Il devait passer comme une lettre à la poste. Le 2 avril 2019, dans les couloirs feutrés du Parlement marocain, le projet de loi-cadre consacrant le retour du français pour l’enseignement des matières scientifiques au collège et au lycée devait être validé dans une ambiance d’unanimité joyeuse à la commission parlementaire de l’éducation. Mais contre toute attente, une poignée de députés, des islamistes du Parti de la justice et du développement (PJD, au gouvernement) demandent poliment que la séance soit reportée de quelques jours « pour permettre une bonne analyse du projet ». C’est le début d’un blocage qui ne dit pas son nom, et qui dure encore.
Ce projet avancé par le roi et son entourage a pourtant été élaboré au cœur du Palais par le très officiel Conseil supérieur de l’enseignement. Que s’est-il passé pour que les députés islamistes opèrent une telle volte-face et décident de reporter sine die l’adoption d’un projet royal porté par un gouvernement dont ils font partie ?
Crise linguistique, crise politique
Pour répondre à cette question, il faut revenir au 1er avril 2019, la veille de la réunion de la commission parlementaire. Vêtu d’une djellaba grise, un bonnet noir sur la tête, l’ancien chef du gouvernement Abdelilah Benkirane écarté de manière humiliante par le roi en avril 2017 a la voix chevrotante, la mine défaite. Dans une vidéo publiée sur sa page Facebook, il fustige le projet-cadre, appelle les députés de son parti à ne pas l’adopter et invite « son frère » Saad Eddine Al-Othmani, l’actuel chef islamiste du gouvernement, à « assumer sa responsabilité devant Dieu et devant l’histoire » en rejetant ce texte.

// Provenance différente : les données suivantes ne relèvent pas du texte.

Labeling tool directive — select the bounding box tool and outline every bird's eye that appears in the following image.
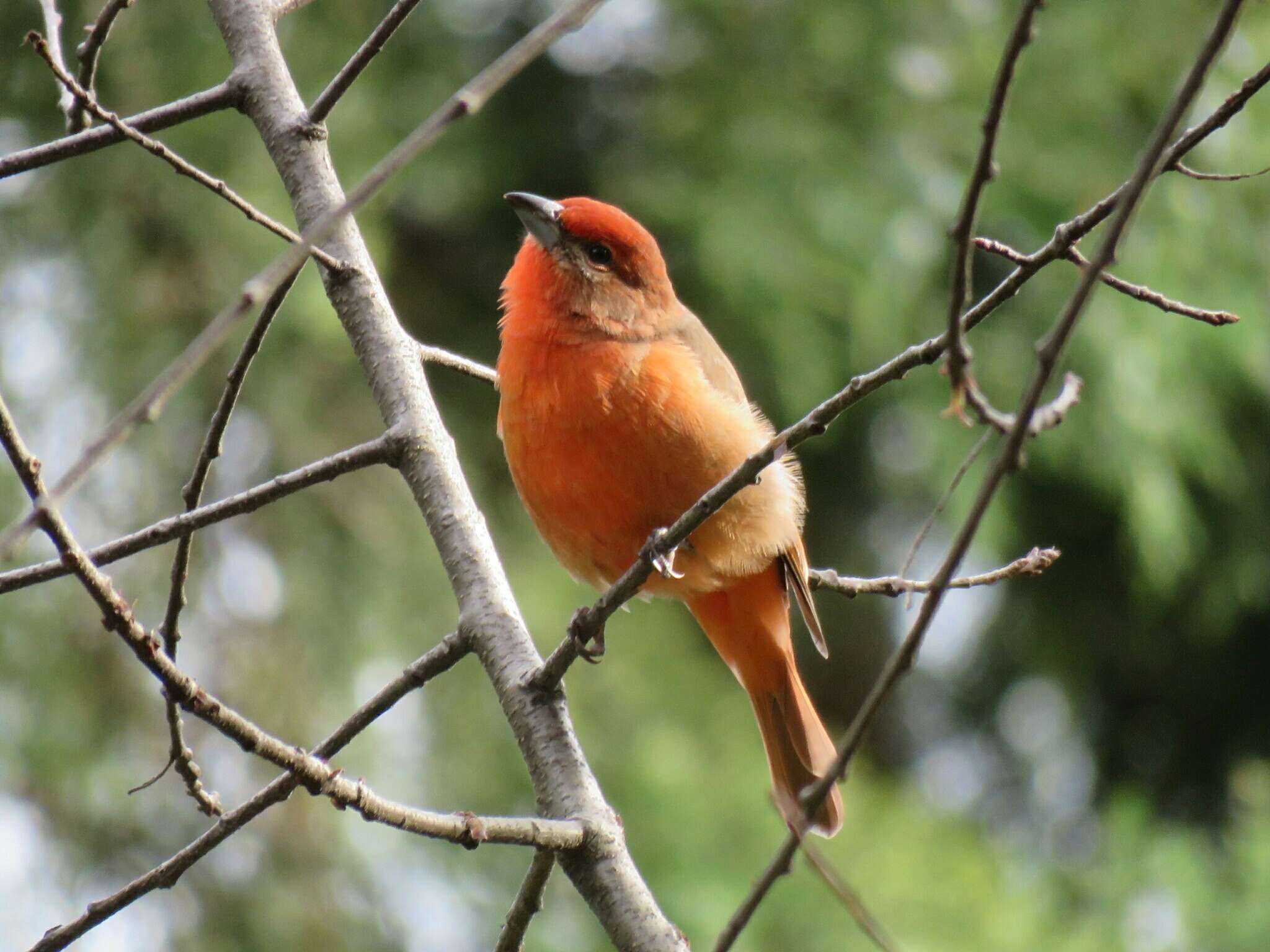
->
[587,241,613,268]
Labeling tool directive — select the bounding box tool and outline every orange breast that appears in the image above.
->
[499,338,800,596]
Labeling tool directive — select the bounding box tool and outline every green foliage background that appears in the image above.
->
[0,0,1270,952]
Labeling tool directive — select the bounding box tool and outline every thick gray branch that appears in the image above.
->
[211,0,686,950]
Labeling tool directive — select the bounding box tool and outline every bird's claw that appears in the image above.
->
[653,529,683,579]
[569,608,605,664]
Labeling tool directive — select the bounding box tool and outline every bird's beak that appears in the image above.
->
[503,192,564,252]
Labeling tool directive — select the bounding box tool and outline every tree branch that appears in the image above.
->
[715,0,1243,952]
[0,0,603,560]
[203,0,686,952]
[494,849,555,952]
[0,400,589,849]
[1172,162,1270,182]
[30,632,471,952]
[66,0,132,133]
[147,273,300,816]
[419,344,498,387]
[39,0,75,123]
[305,0,419,125]
[0,257,307,561]
[802,840,897,952]
[974,237,1240,327]
[0,82,239,179]
[948,0,1041,408]
[899,430,995,610]
[27,30,347,271]
[808,549,1063,598]
[0,434,399,596]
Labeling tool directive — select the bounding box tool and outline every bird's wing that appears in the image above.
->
[670,307,749,406]
[672,307,829,658]
[781,539,829,658]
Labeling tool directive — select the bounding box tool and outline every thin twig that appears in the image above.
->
[808,548,1063,598]
[494,849,555,952]
[897,429,993,612]
[0,400,588,863]
[306,0,419,123]
[802,839,898,952]
[0,257,308,561]
[30,632,471,952]
[974,237,1240,327]
[27,30,348,273]
[419,344,498,387]
[144,267,298,816]
[0,434,397,596]
[39,0,75,122]
[1172,162,1270,182]
[0,82,240,179]
[66,0,132,133]
[946,0,1041,413]
[273,0,314,20]
[715,0,1243,952]
[0,0,603,560]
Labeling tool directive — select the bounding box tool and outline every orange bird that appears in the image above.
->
[498,192,842,837]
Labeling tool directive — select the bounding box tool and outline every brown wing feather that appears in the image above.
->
[670,307,749,405]
[781,539,829,658]
[670,307,829,658]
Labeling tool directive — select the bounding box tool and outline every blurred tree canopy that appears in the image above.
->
[0,0,1270,952]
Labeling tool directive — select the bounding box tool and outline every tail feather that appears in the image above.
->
[688,565,842,837]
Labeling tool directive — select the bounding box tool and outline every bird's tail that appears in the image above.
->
[688,565,842,837]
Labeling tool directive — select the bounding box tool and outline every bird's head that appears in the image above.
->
[503,192,676,340]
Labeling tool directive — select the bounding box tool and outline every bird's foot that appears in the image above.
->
[653,528,683,579]
[569,607,605,664]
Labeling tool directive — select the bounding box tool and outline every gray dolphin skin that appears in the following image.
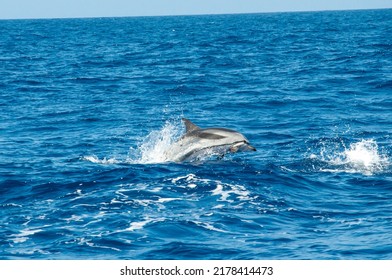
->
[165,118,256,162]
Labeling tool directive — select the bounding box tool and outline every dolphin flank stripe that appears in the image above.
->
[165,118,256,162]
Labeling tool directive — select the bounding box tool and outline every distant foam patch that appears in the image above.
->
[309,139,391,175]
[82,155,121,164]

Je jure devant Dieu que si j’étais encore chef du gouvernement, ce projet ne passerait pas. Il n’est pas normal qu’on abandonne, du jour au lendemain, notre langue officielle, l’arabe, la langue de tout notre enseignement, et qu’on retourne à la langue du colonisateur. Derrière ce retour il y a un lobby colonialiste […]. Je m’adresse donc aux élus de mon parti : les grandes nations qui ont une grande civilisation enseignent avec leur propre langue. Laissez les autres partis, s’ils veulent, voter pour ce projet de loi-cadre. Si ces partis n’ont aucun lien avec l’identité, vous, députés du PJD, n’avez pas le droit de voter pour ce projet. Voter pour ce texte serait une trahison envers nos principes fondamentaux, et un coup mortel pour le PJD. Il s’agit d’une responsabilité historique devant Dieu et je m’adresse particulièrement mon frère Saad Eddine Al-Othmani. Je lui dis : si l’Istiqlal a opté pour l’honneur depuis plus de trente ans en arabisant l’enseignement, n’opte pas pour le déshonneur en le francisant. Et tant pis si tu quittes le poste de chef du gouvernement. Bon débarras. Tu ne seras pas le premier chef du gouvernement à tomber […]. Et je vais te dire encore une chose : si tu quittes le gouvernement aujourd’hui, tu sortiras la tête haute. Et si tu restes, tu ne pourras plus jamais lever ta tête devant les Marocains.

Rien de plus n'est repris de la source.